Cerebral Activation during Working Memory in Multiple Sclerosis with the APOE Epsilon-4 Allele

Open Access
Bradson, Megan Lynn
Area of Honors:
Bachelor of Science
Document Type:
Thesis Supervisors:
  • Peter Andrew Arnett, Thesis Supervisor
  • Frank Gerard Hillary, Honors Advisor
  • Multiple Sclerosis
  • Neuroimaging
  • Brain Activation
  • fMRI
  • Working Memory
INTRODUCTION: Increased cerebral activation patterns have been demonstrated during working memory tasks using functional magnetic resonance imaging (fMRI) in individuals diagnosed with multiple sclerosis (MS) and in cognitively intact persons genetically at risk for Alzheimer’s disease.
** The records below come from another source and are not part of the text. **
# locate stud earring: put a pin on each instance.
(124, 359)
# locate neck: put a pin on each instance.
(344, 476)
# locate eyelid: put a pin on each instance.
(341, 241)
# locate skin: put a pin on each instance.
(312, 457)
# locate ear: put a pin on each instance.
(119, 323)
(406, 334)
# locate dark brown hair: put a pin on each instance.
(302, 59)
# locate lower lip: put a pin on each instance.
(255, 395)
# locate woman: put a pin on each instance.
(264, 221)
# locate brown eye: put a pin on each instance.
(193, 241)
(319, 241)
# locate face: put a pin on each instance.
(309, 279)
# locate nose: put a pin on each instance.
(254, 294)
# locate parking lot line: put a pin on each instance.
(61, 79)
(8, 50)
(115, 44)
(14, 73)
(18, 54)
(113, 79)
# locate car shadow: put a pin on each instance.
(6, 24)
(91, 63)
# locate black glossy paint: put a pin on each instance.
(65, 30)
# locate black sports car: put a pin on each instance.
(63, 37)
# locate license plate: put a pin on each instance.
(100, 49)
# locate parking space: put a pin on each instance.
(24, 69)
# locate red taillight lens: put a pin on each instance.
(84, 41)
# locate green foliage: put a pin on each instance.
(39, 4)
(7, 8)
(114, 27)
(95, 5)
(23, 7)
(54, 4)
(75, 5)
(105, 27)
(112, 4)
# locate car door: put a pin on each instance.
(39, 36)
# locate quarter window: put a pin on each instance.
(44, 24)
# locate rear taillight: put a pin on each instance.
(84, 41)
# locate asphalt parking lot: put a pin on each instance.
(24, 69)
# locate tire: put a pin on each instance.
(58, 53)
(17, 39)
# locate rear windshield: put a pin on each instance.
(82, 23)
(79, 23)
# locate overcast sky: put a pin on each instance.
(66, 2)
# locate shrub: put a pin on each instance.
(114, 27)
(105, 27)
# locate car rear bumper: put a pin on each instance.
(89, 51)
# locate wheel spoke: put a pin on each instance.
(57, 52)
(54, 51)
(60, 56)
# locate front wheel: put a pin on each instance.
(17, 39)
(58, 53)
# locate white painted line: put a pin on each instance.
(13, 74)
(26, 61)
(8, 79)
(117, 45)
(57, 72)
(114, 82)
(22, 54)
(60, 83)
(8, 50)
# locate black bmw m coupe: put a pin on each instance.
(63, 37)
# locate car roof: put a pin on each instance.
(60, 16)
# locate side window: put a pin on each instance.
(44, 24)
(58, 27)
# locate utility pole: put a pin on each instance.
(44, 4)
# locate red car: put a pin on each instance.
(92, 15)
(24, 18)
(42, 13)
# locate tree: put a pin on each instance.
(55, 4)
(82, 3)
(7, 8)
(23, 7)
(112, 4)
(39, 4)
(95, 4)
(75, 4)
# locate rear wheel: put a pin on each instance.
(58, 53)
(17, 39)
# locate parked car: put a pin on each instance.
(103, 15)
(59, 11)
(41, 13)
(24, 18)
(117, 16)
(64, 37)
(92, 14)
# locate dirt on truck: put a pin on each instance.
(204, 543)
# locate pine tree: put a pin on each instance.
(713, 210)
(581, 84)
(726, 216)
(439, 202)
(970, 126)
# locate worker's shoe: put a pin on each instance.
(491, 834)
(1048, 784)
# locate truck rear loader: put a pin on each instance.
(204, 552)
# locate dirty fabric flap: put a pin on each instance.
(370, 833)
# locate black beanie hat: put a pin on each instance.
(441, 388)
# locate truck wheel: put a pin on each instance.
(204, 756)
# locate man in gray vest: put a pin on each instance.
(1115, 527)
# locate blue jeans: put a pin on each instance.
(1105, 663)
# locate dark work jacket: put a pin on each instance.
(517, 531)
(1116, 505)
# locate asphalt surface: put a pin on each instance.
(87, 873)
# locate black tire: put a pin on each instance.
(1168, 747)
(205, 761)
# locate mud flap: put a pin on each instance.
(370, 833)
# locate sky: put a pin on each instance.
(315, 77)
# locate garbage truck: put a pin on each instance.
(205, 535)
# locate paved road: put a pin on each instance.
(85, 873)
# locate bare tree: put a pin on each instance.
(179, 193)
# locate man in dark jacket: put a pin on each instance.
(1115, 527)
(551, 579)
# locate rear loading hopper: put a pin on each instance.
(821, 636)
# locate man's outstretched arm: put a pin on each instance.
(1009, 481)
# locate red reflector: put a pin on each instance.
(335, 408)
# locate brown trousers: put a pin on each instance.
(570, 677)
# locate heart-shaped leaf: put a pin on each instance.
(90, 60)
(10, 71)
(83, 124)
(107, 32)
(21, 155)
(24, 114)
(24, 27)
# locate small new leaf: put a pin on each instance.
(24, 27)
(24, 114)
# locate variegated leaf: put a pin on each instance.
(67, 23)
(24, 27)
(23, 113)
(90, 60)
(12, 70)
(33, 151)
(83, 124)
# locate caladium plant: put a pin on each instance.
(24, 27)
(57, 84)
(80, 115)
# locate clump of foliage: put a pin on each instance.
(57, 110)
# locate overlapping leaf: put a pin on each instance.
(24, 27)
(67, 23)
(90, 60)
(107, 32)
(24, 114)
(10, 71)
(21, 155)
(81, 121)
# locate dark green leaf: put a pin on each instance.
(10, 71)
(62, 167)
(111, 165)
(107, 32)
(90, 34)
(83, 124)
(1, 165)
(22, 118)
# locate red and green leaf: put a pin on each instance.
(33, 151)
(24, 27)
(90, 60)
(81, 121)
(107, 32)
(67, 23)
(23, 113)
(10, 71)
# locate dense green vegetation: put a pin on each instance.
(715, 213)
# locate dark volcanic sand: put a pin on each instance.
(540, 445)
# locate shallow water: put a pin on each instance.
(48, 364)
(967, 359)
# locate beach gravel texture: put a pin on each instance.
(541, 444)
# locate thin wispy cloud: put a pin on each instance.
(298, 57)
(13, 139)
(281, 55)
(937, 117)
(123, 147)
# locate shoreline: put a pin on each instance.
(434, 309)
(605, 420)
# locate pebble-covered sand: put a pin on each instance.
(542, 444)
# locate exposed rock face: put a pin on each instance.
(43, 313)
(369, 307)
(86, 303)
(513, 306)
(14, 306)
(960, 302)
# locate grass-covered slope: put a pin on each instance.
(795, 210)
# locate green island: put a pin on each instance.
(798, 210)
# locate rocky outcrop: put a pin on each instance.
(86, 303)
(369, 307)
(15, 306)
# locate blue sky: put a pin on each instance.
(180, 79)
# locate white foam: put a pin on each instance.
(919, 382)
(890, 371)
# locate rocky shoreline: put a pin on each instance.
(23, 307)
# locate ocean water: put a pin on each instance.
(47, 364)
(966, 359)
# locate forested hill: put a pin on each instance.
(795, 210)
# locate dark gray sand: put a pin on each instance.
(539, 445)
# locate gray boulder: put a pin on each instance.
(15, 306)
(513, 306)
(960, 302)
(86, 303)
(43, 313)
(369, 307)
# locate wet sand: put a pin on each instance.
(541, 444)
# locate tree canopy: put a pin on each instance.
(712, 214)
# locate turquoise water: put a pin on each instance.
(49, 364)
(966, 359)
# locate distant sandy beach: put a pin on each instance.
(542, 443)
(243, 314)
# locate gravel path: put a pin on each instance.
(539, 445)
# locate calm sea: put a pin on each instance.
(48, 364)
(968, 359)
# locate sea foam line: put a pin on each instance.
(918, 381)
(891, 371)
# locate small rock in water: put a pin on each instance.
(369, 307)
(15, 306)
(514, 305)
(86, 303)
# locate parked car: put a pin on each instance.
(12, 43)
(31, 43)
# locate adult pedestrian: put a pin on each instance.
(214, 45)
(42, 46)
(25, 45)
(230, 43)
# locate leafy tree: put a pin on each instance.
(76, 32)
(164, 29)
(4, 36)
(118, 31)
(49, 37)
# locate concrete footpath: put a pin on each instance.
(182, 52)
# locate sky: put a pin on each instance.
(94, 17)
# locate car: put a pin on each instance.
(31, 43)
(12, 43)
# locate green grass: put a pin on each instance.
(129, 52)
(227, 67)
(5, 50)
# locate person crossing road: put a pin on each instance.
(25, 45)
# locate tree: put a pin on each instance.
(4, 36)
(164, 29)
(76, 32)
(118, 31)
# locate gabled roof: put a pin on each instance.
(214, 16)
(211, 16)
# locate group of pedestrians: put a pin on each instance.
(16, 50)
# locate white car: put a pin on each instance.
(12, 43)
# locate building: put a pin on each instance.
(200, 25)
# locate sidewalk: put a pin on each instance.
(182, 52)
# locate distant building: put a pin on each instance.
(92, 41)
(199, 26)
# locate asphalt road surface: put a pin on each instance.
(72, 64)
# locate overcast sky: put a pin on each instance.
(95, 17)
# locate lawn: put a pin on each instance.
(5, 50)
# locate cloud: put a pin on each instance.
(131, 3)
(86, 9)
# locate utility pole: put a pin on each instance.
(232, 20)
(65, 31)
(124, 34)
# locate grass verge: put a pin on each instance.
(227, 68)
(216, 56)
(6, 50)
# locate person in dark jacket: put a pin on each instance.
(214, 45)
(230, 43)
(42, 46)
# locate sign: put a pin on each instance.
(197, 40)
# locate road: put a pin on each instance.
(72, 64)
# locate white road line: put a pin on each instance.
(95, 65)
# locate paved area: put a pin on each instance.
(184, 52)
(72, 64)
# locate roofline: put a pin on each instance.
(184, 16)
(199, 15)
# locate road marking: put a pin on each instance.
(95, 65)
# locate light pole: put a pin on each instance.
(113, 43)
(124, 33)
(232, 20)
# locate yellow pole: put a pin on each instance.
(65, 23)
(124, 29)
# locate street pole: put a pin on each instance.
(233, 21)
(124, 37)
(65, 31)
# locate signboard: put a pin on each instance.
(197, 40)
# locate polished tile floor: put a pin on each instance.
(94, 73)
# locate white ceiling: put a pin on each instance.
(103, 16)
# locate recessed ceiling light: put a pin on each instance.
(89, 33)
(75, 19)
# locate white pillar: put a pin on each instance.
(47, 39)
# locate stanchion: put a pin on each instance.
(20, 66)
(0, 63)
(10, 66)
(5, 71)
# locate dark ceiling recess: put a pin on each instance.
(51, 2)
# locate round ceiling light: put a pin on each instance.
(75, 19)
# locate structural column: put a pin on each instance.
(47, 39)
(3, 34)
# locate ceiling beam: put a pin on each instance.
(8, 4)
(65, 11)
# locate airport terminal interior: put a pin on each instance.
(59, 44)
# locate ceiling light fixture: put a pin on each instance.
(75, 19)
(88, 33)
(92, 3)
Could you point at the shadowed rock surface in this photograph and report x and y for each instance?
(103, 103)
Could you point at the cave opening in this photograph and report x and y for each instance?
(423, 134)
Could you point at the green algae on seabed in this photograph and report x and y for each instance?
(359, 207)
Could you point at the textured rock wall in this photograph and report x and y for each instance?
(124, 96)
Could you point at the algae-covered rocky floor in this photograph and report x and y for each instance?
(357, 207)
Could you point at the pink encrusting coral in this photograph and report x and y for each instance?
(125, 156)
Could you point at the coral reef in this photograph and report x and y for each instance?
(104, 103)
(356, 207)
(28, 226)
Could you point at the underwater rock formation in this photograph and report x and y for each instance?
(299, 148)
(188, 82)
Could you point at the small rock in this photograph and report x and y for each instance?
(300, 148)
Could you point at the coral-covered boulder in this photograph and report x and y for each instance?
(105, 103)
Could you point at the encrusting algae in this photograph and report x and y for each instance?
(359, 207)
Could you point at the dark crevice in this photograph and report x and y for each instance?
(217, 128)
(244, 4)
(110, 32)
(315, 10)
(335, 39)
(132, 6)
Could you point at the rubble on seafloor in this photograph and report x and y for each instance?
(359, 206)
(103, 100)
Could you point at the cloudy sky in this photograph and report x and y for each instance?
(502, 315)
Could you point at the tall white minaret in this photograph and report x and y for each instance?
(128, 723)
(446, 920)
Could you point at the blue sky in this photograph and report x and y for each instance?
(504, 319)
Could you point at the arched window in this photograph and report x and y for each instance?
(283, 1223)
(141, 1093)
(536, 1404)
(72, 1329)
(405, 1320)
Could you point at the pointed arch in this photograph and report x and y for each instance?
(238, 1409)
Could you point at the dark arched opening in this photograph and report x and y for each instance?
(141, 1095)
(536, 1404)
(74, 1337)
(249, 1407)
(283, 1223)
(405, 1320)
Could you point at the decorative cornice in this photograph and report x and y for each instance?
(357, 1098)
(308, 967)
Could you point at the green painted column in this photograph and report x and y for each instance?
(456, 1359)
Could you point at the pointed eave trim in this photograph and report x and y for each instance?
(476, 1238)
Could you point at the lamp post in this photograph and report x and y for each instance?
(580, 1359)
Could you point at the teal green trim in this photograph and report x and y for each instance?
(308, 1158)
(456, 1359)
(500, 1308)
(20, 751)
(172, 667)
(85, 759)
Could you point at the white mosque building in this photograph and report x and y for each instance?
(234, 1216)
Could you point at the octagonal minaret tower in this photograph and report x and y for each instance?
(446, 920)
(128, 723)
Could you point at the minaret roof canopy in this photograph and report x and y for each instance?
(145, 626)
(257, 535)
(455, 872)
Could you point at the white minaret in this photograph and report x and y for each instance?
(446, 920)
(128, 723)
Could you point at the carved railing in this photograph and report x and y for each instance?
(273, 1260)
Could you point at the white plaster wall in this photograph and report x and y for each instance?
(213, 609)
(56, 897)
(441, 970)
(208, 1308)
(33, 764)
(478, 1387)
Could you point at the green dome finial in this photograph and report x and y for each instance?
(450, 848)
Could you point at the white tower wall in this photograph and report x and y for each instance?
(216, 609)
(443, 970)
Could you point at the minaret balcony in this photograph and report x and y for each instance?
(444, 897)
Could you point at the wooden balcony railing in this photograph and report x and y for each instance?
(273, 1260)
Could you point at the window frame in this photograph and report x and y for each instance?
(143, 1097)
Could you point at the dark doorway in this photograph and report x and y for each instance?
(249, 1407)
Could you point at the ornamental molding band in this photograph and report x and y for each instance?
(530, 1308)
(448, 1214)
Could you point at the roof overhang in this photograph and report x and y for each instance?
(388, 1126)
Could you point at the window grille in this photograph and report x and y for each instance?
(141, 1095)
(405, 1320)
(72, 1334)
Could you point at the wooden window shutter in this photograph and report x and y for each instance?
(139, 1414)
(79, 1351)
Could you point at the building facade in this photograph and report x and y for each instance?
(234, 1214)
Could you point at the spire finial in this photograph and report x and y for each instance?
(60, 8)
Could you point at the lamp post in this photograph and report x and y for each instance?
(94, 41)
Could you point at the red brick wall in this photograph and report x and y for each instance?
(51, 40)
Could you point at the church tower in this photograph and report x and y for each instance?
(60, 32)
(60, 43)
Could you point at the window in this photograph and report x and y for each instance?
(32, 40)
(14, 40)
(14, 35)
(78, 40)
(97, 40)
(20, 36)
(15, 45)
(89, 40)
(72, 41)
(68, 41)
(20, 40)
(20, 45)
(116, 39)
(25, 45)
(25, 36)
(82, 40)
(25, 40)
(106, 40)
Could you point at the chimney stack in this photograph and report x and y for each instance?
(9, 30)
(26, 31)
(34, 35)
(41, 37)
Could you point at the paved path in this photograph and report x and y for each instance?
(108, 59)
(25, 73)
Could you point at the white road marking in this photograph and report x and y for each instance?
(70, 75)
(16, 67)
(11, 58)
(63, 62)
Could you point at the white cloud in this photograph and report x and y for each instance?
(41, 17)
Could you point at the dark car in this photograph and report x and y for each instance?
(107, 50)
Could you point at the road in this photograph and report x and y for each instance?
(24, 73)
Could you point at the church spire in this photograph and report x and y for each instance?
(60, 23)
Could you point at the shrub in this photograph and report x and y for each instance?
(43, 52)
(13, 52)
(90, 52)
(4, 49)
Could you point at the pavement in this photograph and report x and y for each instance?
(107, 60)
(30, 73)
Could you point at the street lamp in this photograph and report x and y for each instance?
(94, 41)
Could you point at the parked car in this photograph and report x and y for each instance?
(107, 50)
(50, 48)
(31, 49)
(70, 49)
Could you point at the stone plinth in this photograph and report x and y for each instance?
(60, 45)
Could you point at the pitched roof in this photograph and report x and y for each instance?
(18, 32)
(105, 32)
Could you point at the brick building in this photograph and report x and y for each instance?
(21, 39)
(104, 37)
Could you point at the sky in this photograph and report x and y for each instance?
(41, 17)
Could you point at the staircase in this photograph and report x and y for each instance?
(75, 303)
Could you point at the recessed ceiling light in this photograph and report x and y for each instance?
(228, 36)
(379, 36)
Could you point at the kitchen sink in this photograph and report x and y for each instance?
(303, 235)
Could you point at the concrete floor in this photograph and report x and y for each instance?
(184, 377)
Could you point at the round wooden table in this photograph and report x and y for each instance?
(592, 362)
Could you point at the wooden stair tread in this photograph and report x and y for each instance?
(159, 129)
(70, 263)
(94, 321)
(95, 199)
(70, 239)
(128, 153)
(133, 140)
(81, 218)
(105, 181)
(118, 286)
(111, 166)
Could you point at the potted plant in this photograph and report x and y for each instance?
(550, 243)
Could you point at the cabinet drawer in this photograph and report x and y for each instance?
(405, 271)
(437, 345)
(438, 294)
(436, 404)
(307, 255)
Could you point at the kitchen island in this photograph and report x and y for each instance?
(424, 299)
Few studies have compared brain activation patterns associated with working memory as a function of apolipoprotein E (APOE) genotype in individuals with MS, despite evidence suggesting APOE’s role in myelin formation, myelin repair, and neuronal plasticity processes. The purpose of this study was to determine whether the ε4 allele of the APOE gene influences brain activation in a sample of cognitively similar patients with MS. METHOD: The sample (N = 41) was composed of 13 APOE-ε4+ and 28 APOE-ε4- patients with MS. All participants completed a full neuropsychological assessment battery prior to undergoing fMRI to perform the N-back task used to probe working memory-related brain activity. Using Statistical Parametric Mapping 8 (SPM8), a two-sample t-test was used to compare brain activation in APOE genotype groups. RESULTS: Independent samples t-tests verified APOE group equivalences in demographic characteristics and on neuropsychological performance variables. The APOE-ε4 positive group exhibited greater activity in the medial frontal regions bilaterally and in the right dorsolateral prefrontal cortex, (p < .001, uncorrected with a minimum cluster size of 30 voxels). DISCUSSION: Given that APOE groups were equivalent demographically and cognitively, group differences in brain activation can be attributed to APOE genotype. The greater activation observed in APOE-ε4 carriers may suggest a compensatory mechanism to offset inefficient cognitive processes that occur when the brain is impacted by MS and the APOE-ε4 allele.